吴夫人挥手撵了丫鬟婆子们下去,拉了女儿说道,“可是说赵夫人耐不住空闺寂寞,还是寻了什么奸夫胡混?”
“娘,你怎么也跟着说?”吴湘云嗔怒的捂了耳朵,脸色微红,“女儿可不愿这话污了耳朵。
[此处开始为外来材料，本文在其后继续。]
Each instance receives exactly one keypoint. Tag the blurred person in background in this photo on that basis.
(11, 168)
”
吴夫人叹气,扯下女儿的手,温声说道,“女儿啊,再过几月你就要嫁进赵家了,不管你心里再如何看不得赵家行事,都不能这般说话,让人抓了把柄,告知赵家,你以后的日子可是不好过。”
吴湘云冷哼一声,“我吴家堂堂书香门第,我更是嫡出长女,嫁给他们一介商贾之家,已是下嫁。当初与我定亲的是丰年哥哥,如今你们又把我转嫁那一无是处的赵德,你和爹爹只顾着家族,顾着弟弟,从来也不替我考虑,你,你要女儿怎么咽下这委屈?”
吴夫人听得女儿这般固执也是有些恼怒,指了她手里的帕子和身上的衣衫鞋袜,说道,“怎么就是委屈你了,爹娘固然是为了家族才要你嫁进赵家,但你是我们女儿,我们怎么可能不替你考虑?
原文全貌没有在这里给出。